Nuestro amigo Ale se había quedado durmiendo, y nosotros fuimos hasta la playa con la idea de hacer un fogón. Teníamos las ganas. Solamente nos faltaba la guitarra, la leña y el encendedor. Y las minas, claro.

—Es un simple viejo con insomnio —le expliqué.

Pero una voz repentina y suave, como de monjita joven, hizo su aparición:

—Ese fue mi tío. Murió en el 93.

Detrás de nosotros estaba paradita Laura: angosta, piel blanca, ojos verdes, cuerpo de libélula. Llevaba puesta esa cara redonda y de porcelana, que tan bien les queda a las rusas, las checas, las ucranianas. Sé que Diego le miró las tetas, firmes detrás del vestido; yo aún no me atrevía a tanto. Verla a Laura daba frío y calor a la vez. Y en la penumbra, su piel brillaba. Y enceguecía.

—¡Viste, gilazo! Ese tipo no puede ser real. Es sólo un alma en pena.

—Me encanta que tu amigo todavía pueda distinguir lo real de lo fantástico en una noche así. Lo felicito.

Me daba pánico que Laura me hablara a mí y no directamente a mi amigo. Diego no pudo contra tanta ironía junta y tuvo que quedarse callado. En ese momento, cayó Ale. Estaba en cuero y descalzo; de su mano derecha pendía una botella de whisky destapada. Sí, vacía.

—¡Qué caripela! ¿Tenés sueño? —le preguntó Laura.

—Sí, ¡claaaaro!..., sueño... estemm...

—Mirá a tu amigo, flaquito. Y vos también miralo, grandote. ¿Me van a decir que no parece un fantasma también?

Cuando se trata de entender la esencia de Ale, cualquier hipótesis es válida. Laura la Pálida bien podía estar en lo cierto.

—Así que tu tío está muerto. ¿Y qué hace acá, entonces, entre los vivos? —interrogué, patoteando a nuestra libélula inexplicable.

—Es que a algunos muertos les cuesta perder las mañas. Son como esos hombres que se casan, pero que jamás dejan el burdel. ¿Tío Osvaldo, en una nube, contando angelitos? No me lo imagino. Tío Osvaldo fue pescador y los pescados son el amor de su vida. La muerte, en cambio, para mi tío es una mina más, a lo sumo una esposa más. El verdadero amor vence a la muerte, flaquito.

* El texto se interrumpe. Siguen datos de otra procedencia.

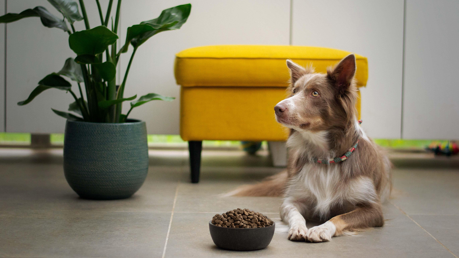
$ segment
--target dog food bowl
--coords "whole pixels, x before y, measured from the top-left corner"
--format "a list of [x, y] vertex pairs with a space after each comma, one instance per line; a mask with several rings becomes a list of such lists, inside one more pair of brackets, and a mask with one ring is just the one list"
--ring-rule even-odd
[[265, 228], [224, 228], [209, 222], [213, 242], [219, 247], [235, 251], [258, 250], [267, 247], [274, 235], [276, 223]]

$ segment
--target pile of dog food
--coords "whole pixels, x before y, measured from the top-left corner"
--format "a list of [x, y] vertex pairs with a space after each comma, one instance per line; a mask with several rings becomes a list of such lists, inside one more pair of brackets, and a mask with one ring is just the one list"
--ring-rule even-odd
[[212, 218], [212, 224], [224, 228], [264, 228], [269, 227], [274, 222], [263, 214], [248, 209], [240, 208], [216, 214]]

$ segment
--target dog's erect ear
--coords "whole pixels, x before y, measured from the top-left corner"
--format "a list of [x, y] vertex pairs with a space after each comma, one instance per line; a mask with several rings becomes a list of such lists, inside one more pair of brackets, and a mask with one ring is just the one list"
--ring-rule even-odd
[[287, 67], [290, 69], [290, 77], [291, 78], [290, 82], [292, 84], [294, 84], [300, 77], [307, 73], [304, 67], [294, 63], [289, 59], [287, 59]]
[[355, 56], [351, 54], [343, 58], [335, 69], [327, 71], [327, 74], [338, 88], [339, 92], [342, 94], [351, 85], [356, 68]]

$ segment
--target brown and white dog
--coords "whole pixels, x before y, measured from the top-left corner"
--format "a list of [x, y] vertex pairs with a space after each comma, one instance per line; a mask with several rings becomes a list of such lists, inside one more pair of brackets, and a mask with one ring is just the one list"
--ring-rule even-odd
[[[280, 216], [292, 241], [329, 241], [382, 226], [381, 203], [390, 194], [392, 166], [357, 122], [355, 56], [346, 56], [326, 74], [290, 60], [287, 66], [290, 95], [274, 107], [277, 121], [290, 129], [287, 170], [233, 195], [283, 196]], [[341, 157], [358, 140], [347, 159], [317, 162]], [[325, 222], [308, 229], [305, 219]]]

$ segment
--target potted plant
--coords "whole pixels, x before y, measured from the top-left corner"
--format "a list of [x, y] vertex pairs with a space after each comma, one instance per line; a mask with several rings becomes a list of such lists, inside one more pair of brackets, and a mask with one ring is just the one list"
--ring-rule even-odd
[[[156, 19], [128, 28], [126, 41], [118, 48], [116, 32], [121, 0], [118, 1], [114, 19], [109, 27], [113, 0], [110, 0], [104, 17], [99, 0], [96, 0], [101, 25], [92, 28], [90, 27], [83, 0], [79, 0], [81, 14], [75, 1], [48, 1], [62, 14], [63, 18], [56, 17], [42, 6], [37, 6], [20, 13], [7, 13], [0, 17], [0, 23], [39, 17], [45, 26], [58, 28], [69, 34], [69, 46], [76, 56], [66, 60], [59, 72], [46, 75], [28, 97], [17, 104], [26, 105], [49, 89], [57, 89], [72, 94], [75, 101], [70, 104], [68, 111], [74, 113], [52, 109], [67, 119], [64, 144], [64, 171], [67, 181], [83, 198], [129, 197], [145, 180], [148, 156], [145, 122], [129, 119], [129, 114], [133, 108], [148, 101], [171, 101], [174, 98], [155, 93], [136, 100], [137, 95], [125, 97], [124, 91], [129, 69], [139, 47], [158, 33], [180, 28], [190, 15], [191, 5], [166, 9]], [[75, 31], [74, 22], [81, 21], [84, 21], [86, 29]], [[123, 81], [117, 85], [116, 67], [120, 56], [128, 51], [129, 45], [134, 47], [134, 51]], [[77, 93], [61, 75], [76, 82]], [[128, 101], [133, 101], [130, 109], [123, 114], [123, 102]]]

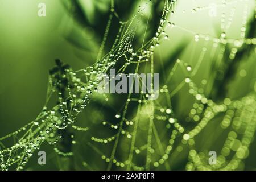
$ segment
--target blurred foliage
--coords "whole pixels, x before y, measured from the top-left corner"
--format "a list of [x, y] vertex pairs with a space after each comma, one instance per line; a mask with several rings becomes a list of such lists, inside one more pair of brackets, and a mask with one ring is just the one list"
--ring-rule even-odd
[[[49, 88], [57, 93], [61, 93], [61, 94], [54, 93], [53, 96], [51, 95], [53, 98], [50, 100], [50, 91], [48, 90], [47, 98], [49, 98], [49, 102], [47, 104], [50, 106], [48, 106], [48, 107], [53, 107], [54, 109], [56, 104], [59, 105], [60, 102], [57, 98], [59, 97], [68, 98], [70, 97], [69, 94], [71, 93], [68, 89], [72, 92], [75, 90], [76, 84], [81, 87], [88, 86], [84, 78], [76, 82], [75, 80], [76, 77], [75, 79], [69, 76], [66, 69], [72, 71], [71, 68], [75, 67], [73, 70], [82, 69], [82, 69], [91, 65], [94, 67], [97, 61], [102, 60], [108, 56], [111, 58], [111, 53], [115, 52], [112, 46], [117, 39], [116, 35], [122, 37], [125, 30], [129, 30], [125, 27], [123, 31], [120, 34], [118, 32], [120, 26], [126, 26], [131, 22], [133, 22], [131, 26], [136, 27], [131, 43], [133, 51], [139, 53], [141, 50], [150, 50], [150, 47], [147, 47], [150, 45], [148, 42], [157, 36], [156, 32], [159, 31], [162, 21], [165, 25], [165, 29], [160, 31], [160, 36], [163, 36], [157, 43], [157, 46], [158, 44], [159, 46], [154, 45], [155, 49], [154, 52], [154, 72], [159, 73], [159, 88], [164, 91], [160, 94], [159, 98], [154, 102], [153, 115], [155, 119], [151, 134], [148, 134], [150, 121], [143, 115], [144, 113], [150, 114], [148, 106], [147, 104], [141, 105], [138, 101], [129, 104], [126, 116], [127, 121], [123, 122], [123, 125], [126, 124], [123, 130], [129, 131], [127, 133], [130, 132], [134, 134], [134, 127], [136, 126], [136, 121], [138, 121], [138, 131], [134, 142], [136, 147], [133, 149], [134, 154], [131, 157], [130, 138], [133, 138], [133, 135], [131, 136], [126, 133], [124, 135], [125, 137], [120, 139], [121, 142], [117, 144], [114, 158], [112, 159], [111, 157], [117, 140], [115, 137], [118, 133], [115, 127], [116, 126], [119, 129], [120, 118], [123, 115], [124, 108], [127, 105], [126, 104], [127, 96], [117, 94], [102, 96], [93, 91], [89, 100], [88, 98], [86, 107], [76, 118], [73, 127], [68, 126], [64, 130], [55, 131], [55, 136], [62, 136], [59, 142], [53, 143], [52, 146], [46, 142], [40, 143], [39, 150], [45, 150], [47, 154], [47, 165], [39, 166], [37, 164], [38, 156], [33, 155], [26, 164], [25, 169], [255, 169], [255, 156], [253, 155], [256, 150], [255, 136], [251, 134], [253, 131], [248, 129], [251, 128], [254, 134], [254, 127], [256, 125], [254, 111], [256, 90], [255, 21], [255, 9], [253, 9], [255, 2], [253, 1], [249, 1], [246, 3], [236, 2], [236, 11], [232, 16], [230, 15], [233, 8], [231, 1], [228, 1], [225, 5], [221, 1], [214, 1], [220, 6], [217, 9], [218, 16], [212, 18], [208, 14], [208, 2], [199, 1], [187, 3], [184, 1], [178, 1], [174, 3], [171, 10], [167, 11], [170, 15], [163, 17], [162, 14], [163, 10], [166, 10], [165, 3], [172, 1], [61, 0], [52, 6], [54, 7], [61, 7], [59, 10], [60, 15], [55, 18], [61, 20], [58, 22], [58, 28], [52, 31], [56, 32], [55, 35], [63, 37], [65, 41], [56, 40], [60, 46], [53, 47], [51, 49], [53, 50], [52, 52], [59, 50], [54, 53], [47, 52], [51, 55], [51, 57], [47, 59], [51, 59], [48, 67], [53, 64], [52, 60], [57, 57], [61, 58], [63, 61], [68, 63], [68, 65], [57, 60], [56, 65], [50, 71], [50, 78], [52, 78], [50, 80], [53, 80], [53, 84], [51, 85], [50, 82]], [[114, 8], [112, 10], [111, 7]], [[52, 11], [54, 11], [53, 7]], [[136, 14], [139, 14], [139, 18], [137, 16], [132, 22]], [[230, 18], [233, 20], [232, 26], [225, 32], [219, 28], [224, 14], [226, 23], [230, 21]], [[245, 14], [247, 15], [245, 18], [247, 22], [245, 27], [243, 27], [241, 24], [243, 21], [239, 17], [243, 17]], [[51, 18], [48, 17], [48, 15], [47, 18]], [[106, 31], [109, 19], [111, 19], [109, 31]], [[47, 25], [51, 26], [50, 24]], [[241, 38], [240, 34], [243, 27], [246, 27], [246, 31], [244, 38]], [[46, 36], [47, 41], [53, 42], [52, 36], [48, 38], [48, 35]], [[105, 38], [106, 39], [102, 47], [102, 40]], [[242, 42], [241, 44], [240, 41]], [[23, 46], [22, 44], [19, 46]], [[3, 49], [4, 46], [1, 45], [0, 47]], [[102, 56], [98, 57], [101, 47], [104, 48]], [[72, 50], [72, 55], [65, 52], [70, 49], [69, 48]], [[234, 51], [236, 52], [235, 56], [232, 57], [230, 54]], [[23, 54], [28, 52], [24, 52]], [[130, 56], [130, 54], [127, 55], [127, 56]], [[6, 57], [8, 58], [7, 56]], [[1, 59], [2, 61], [5, 57]], [[23, 61], [26, 61], [24, 60]], [[122, 68], [126, 61], [125, 57], [121, 57], [115, 63], [113, 68], [116, 70]], [[152, 68], [150, 65], [151, 61], [152, 60], [150, 60], [144, 65], [140, 66], [139, 72], [150, 72]], [[137, 64], [134, 65], [127, 67], [125, 73], [134, 73]], [[20, 67], [20, 69], [24, 67]], [[191, 71], [189, 68], [191, 68]], [[194, 72], [194, 70], [196, 71]], [[74, 72], [77, 73], [78, 77], [83, 76], [80, 71]], [[40, 88], [43, 88], [46, 93], [46, 74], [44, 75], [44, 80], [41, 81], [44, 85]], [[63, 75], [66, 76], [63, 77]], [[93, 80], [93, 77], [92, 73], [86, 76], [87, 78], [89, 77], [92, 80]], [[27, 77], [31, 78], [31, 76]], [[171, 78], [169, 80], [170, 78]], [[186, 80], [192, 80], [191, 83], [193, 84], [186, 84]], [[5, 80], [3, 81], [7, 82]], [[20, 82], [20, 80], [18, 81]], [[14, 85], [14, 89], [19, 88], [18, 84]], [[34, 82], [31, 85], [35, 87], [36, 84]], [[40, 84], [38, 84], [38, 85]], [[71, 85], [71, 88], [68, 87]], [[28, 90], [25, 90], [24, 92], [27, 93]], [[80, 97], [84, 96], [82, 92], [79, 94]], [[86, 94], [86, 92], [84, 94]], [[19, 96], [23, 94], [21, 93]], [[3, 97], [11, 96], [6, 92], [5, 92], [5, 95], [1, 94], [1, 103], [3, 103], [1, 105], [1, 109], [5, 107], [5, 103], [8, 102]], [[136, 98], [135, 96], [133, 97]], [[198, 99], [198, 97], [205, 98], [208, 101], [202, 102], [201, 99]], [[37, 97], [36, 94], [35, 98]], [[141, 101], [142, 98], [139, 97], [138, 100]], [[213, 105], [208, 104], [211, 102], [214, 103]], [[38, 102], [34, 104], [40, 108], [43, 105], [43, 101]], [[71, 102], [67, 102], [67, 104], [69, 110], [72, 108]], [[231, 108], [230, 106], [233, 107], [233, 105], [234, 108]], [[22, 104], [22, 105], [26, 107], [26, 104]], [[222, 107], [224, 106], [228, 109], [221, 111]], [[16, 109], [18, 109], [11, 108], [6, 112], [1, 111], [1, 124], [5, 123], [5, 128], [17, 130], [16, 127], [11, 127], [5, 124], [6, 121], [8, 121], [7, 113], [22, 114], [16, 113]], [[171, 111], [170, 113], [168, 109]], [[214, 109], [218, 111], [213, 111]], [[57, 107], [55, 110], [59, 114], [57, 114], [57, 117], [63, 111]], [[137, 113], [138, 110], [140, 111], [139, 113]], [[34, 116], [39, 111], [38, 109], [33, 113], [32, 111], [30, 113]], [[193, 132], [198, 127], [203, 125], [200, 123], [207, 113], [214, 114], [214, 117], [206, 126], [202, 127], [198, 135], [189, 139], [184, 139], [187, 136], [184, 135], [185, 134], [193, 134]], [[30, 112], [28, 114], [30, 114]], [[251, 121], [250, 118], [244, 115], [246, 114], [251, 116]], [[39, 117], [41, 116], [39, 115]], [[29, 118], [34, 119], [32, 117]], [[177, 124], [172, 123], [171, 118]], [[238, 122], [237, 118], [241, 118], [240, 119], [241, 127], [236, 125]], [[226, 121], [230, 121], [229, 126], [226, 126]], [[104, 122], [107, 124], [102, 125]], [[133, 125], [129, 122], [132, 122]], [[15, 125], [15, 123], [12, 123], [12, 125]], [[20, 126], [22, 126], [19, 125]], [[185, 131], [182, 131], [181, 128]], [[7, 134], [4, 130], [0, 131], [0, 136]], [[5, 149], [6, 146], [11, 146], [13, 142], [15, 143], [16, 140], [20, 139], [20, 136], [16, 135], [11, 135], [7, 139], [9, 140], [3, 143], [2, 140], [3, 139], [1, 138], [1, 150]], [[249, 142], [243, 141], [245, 135]], [[111, 139], [110, 142], [109, 140], [105, 142], [106, 139], [111, 138], [111, 136], [115, 136], [114, 139]], [[154, 138], [152, 147], [148, 147], [149, 136]], [[13, 138], [14, 138], [14, 142]], [[102, 138], [103, 142], [94, 142], [97, 140], [95, 138]], [[101, 139], [98, 140], [101, 141]], [[251, 142], [247, 148], [247, 143]], [[228, 147], [227, 144], [229, 144]], [[38, 150], [38, 148], [35, 150], [36, 153]], [[209, 151], [217, 152], [217, 166], [208, 165]], [[243, 154], [242, 156], [241, 156], [241, 153]], [[19, 154], [15, 153], [15, 155]], [[148, 156], [151, 162], [150, 167], [147, 168], [145, 164], [147, 163]], [[130, 158], [132, 158], [133, 164], [129, 167], [130, 164], [127, 161], [130, 159]], [[109, 164], [112, 162], [108, 160], [113, 162], [112, 166]], [[122, 166], [123, 164], [124, 166]]]

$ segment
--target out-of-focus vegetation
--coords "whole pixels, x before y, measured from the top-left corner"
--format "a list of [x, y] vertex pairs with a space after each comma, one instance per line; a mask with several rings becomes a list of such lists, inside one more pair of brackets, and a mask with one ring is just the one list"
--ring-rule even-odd
[[[255, 169], [254, 1], [40, 2], [0, 6], [2, 169]], [[98, 93], [111, 67], [159, 98]]]

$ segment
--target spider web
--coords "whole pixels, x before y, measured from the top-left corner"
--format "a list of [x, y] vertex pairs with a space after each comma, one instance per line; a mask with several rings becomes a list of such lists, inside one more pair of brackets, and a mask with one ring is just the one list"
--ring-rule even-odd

"El verdadero amor vence a la muerte, flaquito". Laura era capaz de decir frases dignas del muro de Facebook, no era cualquier mina. Y encima era la segunda vez que me decía "flaquito". Llegaba a llamarme así una vez más, y creo que me enamoraba. Si es que antes no moría del miedo, claro.

Mientras tanto, el pescador y su farol volvían de la orilla con un balde lleno de pececitos.

—¿Ya está, tío?

—Sí, querida. Volvamos.

—Oiga, don, ¿se pesca algo a esta hora? —preguntó Diego, amistoso.

—Él no los escucha —avisó Laura—. Él no escucha a la gente que está viva, o que se cree viva.

Dicho esto, Laura la Pálida, Osvaldo y el farol se marcharon sin despedirse. Nos volvían a dejar en la completa oscuridad. De repente, Ale empezó a putear a los gritos, y finalmente oí cómo la botella de whisky silbó en el aire, mientras volaba con decisión hacia aquellos seres huidizos.

Borracho y todo, Ale tuvo una puntería perfecta. Sin embargo, la botella pasó de largo, entre ellos, sin tocarlos.